There are two pieces to this: Recording the responses and storing the
relevant metadata. The recording probably shouldn't be tied to a
specific device or application, since field work can involve a lot of
different conditions. The researcher in the field would want something
to enter the metadata (who, what, when, where); this would be a
straightforward piece.

> - Stores the metadata, permissions release, and pointers to the audio
> files created for each question in a dbase record

You don't say what the scope of the work is; from the way you're putting
the questions, I'm assuming it's a small-scale project with one
researcher doing the interviews and putting the information together.
Even so, It's probably best to have the field work be a separate
application from assembling the information in the database. If nothing
else, once you're at this point there's more standard software that can
be used.

> - Processes the audio through speech recognition either in real time or
> post-interview, and populates the dbase record with rendered text (at
> whatever level of accuracy)

You could do this piece with Dragon; see this post for some discussion:

http://www.nuance.com/dragon/transcription-solutions/index.htm

A friend of mine is an expert in this area and might be able to answer
some questions.

> - Provide a search interface, where the meatadata, demographic info
> (within reasonable privacy limits), and the transcript (however garbled)
> is searchable.

I'd suggest basing something on Apache Lucene.

> - Crowd source the improvement of the transcriptions over time

This needs to be better specified. One solution is to put the text onto
a wiki. If you're talking about integrating it into the application that
does all the rest, it could get messy.

> - Package the interface as an app, and set up a machine image on Amazon
> EC2, such that when someone uses the image and points a browser to it,
> it goes through a set up routine so that smaller schools and historical
> societies can set up their own sites in the cloud.  I haven't tried
> streaming on a free tier EC2 server, but you get 30 GB of storage, so
> you could get a fair number of hours of audio (depending on the
> settings) before you have to start paying.

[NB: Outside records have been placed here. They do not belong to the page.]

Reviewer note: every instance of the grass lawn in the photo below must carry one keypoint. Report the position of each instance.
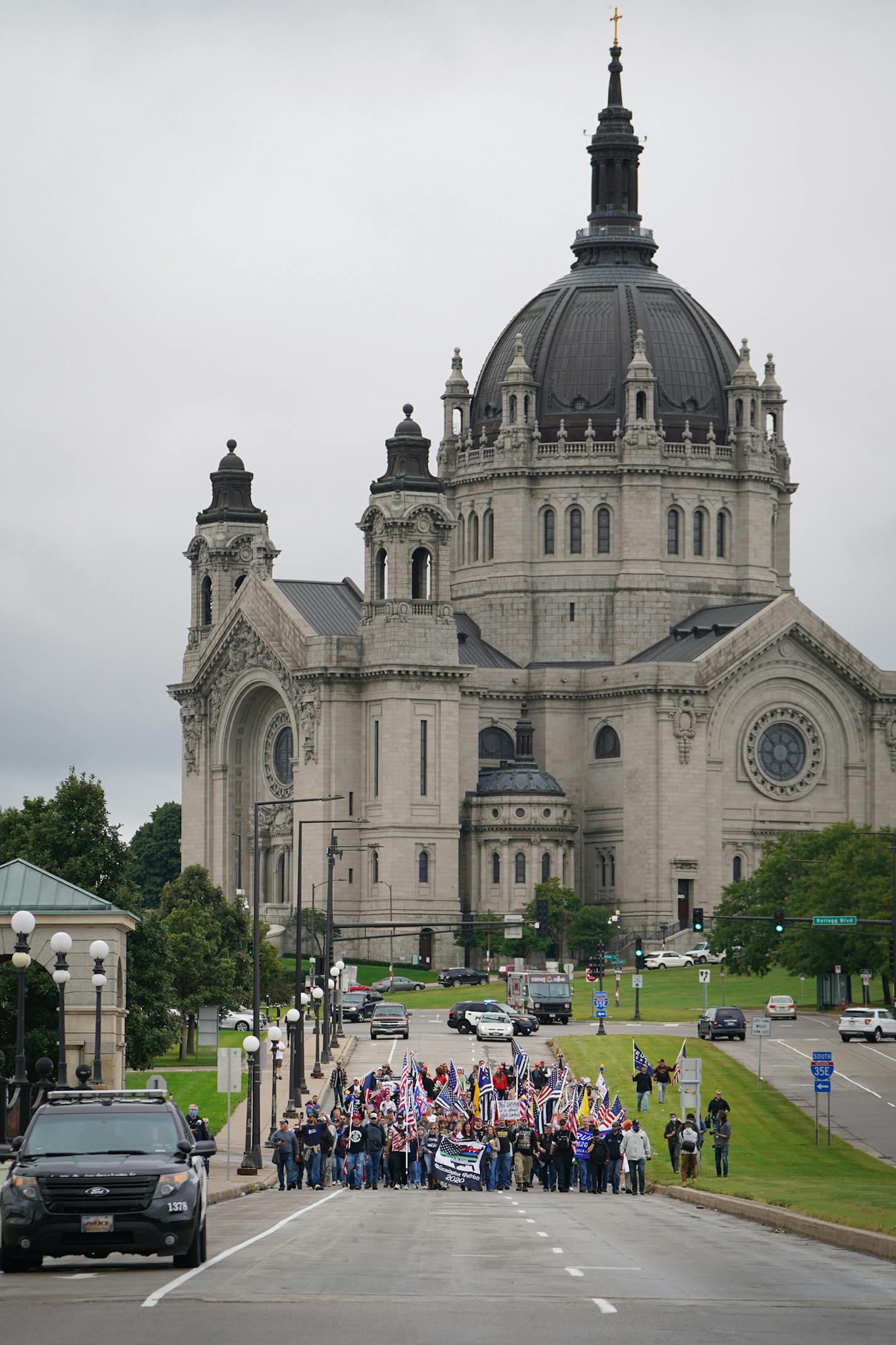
(197, 1086)
(773, 1151)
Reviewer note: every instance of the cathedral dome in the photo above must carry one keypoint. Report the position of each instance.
(579, 331)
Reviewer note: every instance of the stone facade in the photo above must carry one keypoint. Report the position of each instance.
(607, 541)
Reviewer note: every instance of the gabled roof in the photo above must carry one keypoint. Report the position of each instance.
(473, 649)
(23, 887)
(328, 608)
(698, 633)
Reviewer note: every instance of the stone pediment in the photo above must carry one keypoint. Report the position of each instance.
(789, 630)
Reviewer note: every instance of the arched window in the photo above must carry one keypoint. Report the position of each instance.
(603, 532)
(698, 532)
(549, 532)
(575, 532)
(489, 537)
(607, 743)
(206, 602)
(672, 532)
(420, 573)
(495, 744)
(381, 575)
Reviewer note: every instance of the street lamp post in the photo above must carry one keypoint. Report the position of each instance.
(61, 945)
(99, 951)
(316, 994)
(23, 926)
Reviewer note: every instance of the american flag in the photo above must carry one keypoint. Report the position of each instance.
(521, 1064)
(486, 1094)
(639, 1059)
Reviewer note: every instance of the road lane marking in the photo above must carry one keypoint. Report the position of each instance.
(837, 1071)
(182, 1280)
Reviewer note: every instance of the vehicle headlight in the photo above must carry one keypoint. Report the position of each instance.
(169, 1183)
(26, 1186)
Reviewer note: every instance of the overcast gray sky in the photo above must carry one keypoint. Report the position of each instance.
(275, 220)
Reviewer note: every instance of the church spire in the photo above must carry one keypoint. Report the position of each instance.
(614, 234)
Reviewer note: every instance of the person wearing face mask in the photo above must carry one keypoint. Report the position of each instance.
(198, 1126)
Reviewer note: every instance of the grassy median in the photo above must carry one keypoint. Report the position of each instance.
(199, 1086)
(773, 1149)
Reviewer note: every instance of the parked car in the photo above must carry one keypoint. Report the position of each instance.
(663, 960)
(389, 1020)
(727, 1021)
(240, 1020)
(871, 1024)
(358, 1005)
(403, 984)
(462, 977)
(494, 1025)
(700, 953)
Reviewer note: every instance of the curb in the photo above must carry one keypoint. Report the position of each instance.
(775, 1216)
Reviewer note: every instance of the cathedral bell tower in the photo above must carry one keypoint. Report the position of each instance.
(406, 526)
(230, 540)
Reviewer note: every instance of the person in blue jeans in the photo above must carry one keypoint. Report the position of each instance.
(644, 1087)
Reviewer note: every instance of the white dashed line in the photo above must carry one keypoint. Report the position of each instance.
(603, 1305)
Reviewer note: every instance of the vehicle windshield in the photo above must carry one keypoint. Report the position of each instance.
(119, 1133)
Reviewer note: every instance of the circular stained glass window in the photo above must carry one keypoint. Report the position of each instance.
(283, 757)
(782, 752)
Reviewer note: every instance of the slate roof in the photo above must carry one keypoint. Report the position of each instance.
(328, 608)
(696, 634)
(23, 887)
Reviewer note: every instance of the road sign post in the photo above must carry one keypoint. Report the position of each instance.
(637, 982)
(761, 1028)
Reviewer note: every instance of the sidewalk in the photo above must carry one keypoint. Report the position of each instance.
(218, 1185)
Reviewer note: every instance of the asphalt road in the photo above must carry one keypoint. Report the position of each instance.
(424, 1266)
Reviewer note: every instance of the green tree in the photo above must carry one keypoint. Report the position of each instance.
(150, 1027)
(209, 940)
(563, 906)
(155, 853)
(840, 870)
(69, 836)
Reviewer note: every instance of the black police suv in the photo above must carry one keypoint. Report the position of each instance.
(105, 1172)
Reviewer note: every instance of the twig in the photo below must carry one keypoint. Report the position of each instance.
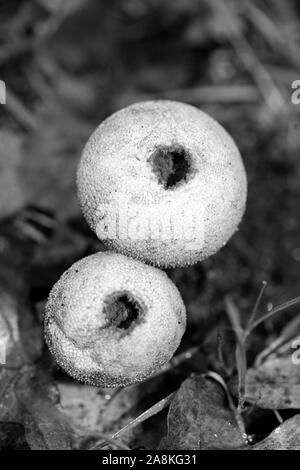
(214, 94)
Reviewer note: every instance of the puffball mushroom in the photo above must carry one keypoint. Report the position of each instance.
(162, 182)
(112, 321)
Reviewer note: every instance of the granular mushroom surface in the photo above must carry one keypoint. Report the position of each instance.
(163, 182)
(112, 321)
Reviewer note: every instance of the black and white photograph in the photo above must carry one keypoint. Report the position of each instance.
(149, 228)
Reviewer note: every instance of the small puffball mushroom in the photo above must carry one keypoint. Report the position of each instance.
(162, 182)
(112, 321)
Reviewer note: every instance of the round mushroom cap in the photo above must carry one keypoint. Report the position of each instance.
(112, 321)
(162, 182)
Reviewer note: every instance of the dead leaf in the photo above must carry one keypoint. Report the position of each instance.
(199, 418)
(273, 385)
(284, 437)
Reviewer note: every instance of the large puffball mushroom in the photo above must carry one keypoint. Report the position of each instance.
(112, 321)
(162, 182)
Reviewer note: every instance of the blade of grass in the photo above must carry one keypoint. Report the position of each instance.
(277, 309)
(240, 353)
(256, 306)
(152, 411)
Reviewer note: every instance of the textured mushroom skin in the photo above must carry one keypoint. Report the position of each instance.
(114, 174)
(82, 339)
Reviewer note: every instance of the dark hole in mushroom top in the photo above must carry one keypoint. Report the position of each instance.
(122, 310)
(171, 164)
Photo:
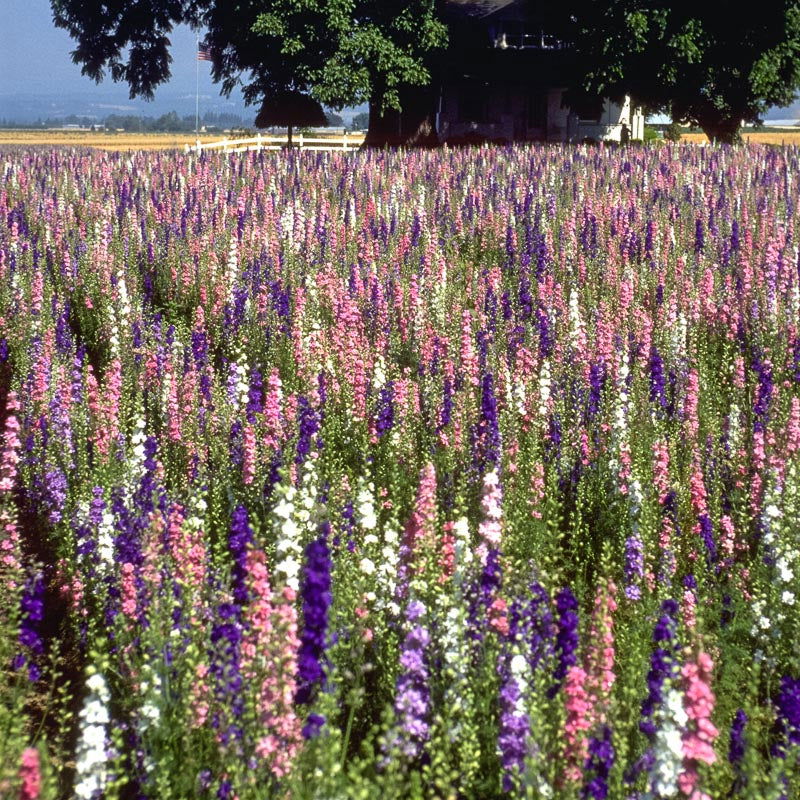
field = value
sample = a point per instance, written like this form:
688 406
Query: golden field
168 141
757 137
102 140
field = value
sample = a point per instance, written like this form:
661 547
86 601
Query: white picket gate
345 142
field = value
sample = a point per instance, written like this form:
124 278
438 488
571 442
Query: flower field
458 474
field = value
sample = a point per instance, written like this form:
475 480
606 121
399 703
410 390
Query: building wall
520 113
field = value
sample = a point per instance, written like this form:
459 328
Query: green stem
347 731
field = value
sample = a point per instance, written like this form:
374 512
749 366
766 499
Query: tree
289 109
360 121
334 120
340 53
699 62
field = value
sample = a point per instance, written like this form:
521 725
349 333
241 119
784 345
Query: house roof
478 8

This, I assume, is why you're talking about treating the whole thing as
a single application. Putting it all together would be a huge chunk of
work. Dragon's software isn't free, and I don't know of anything for
free that does decent speech transcription, so that would be a stumbling
block to making it available to other institutions.
> 
> ?
> 
> Anyone interested in trying it with me if there's nothing already out
> there?  I'm leaning toward iPad, so we'd need iOS, server admin, dbase,
> and media expertise.  I have newbie-but-getting-better skill in the last
> 3.  Zero skill in iOS.

I'm available for freelance work and it sounds very interesting, but
you've just outlined a huge project that would be a significant burden
even for the LoC's resources. That's not to say it can't be useful as a
blue-sky starting point for something more reasonable. If you have
funding, let's talk off-list. If you just want to continue blue-skying
the idea for a while, I'm glad to continue on-list (and I promise not to
bill you for that :).


-- 
Gary McGath, Professional Software Developer        [log in to unmask]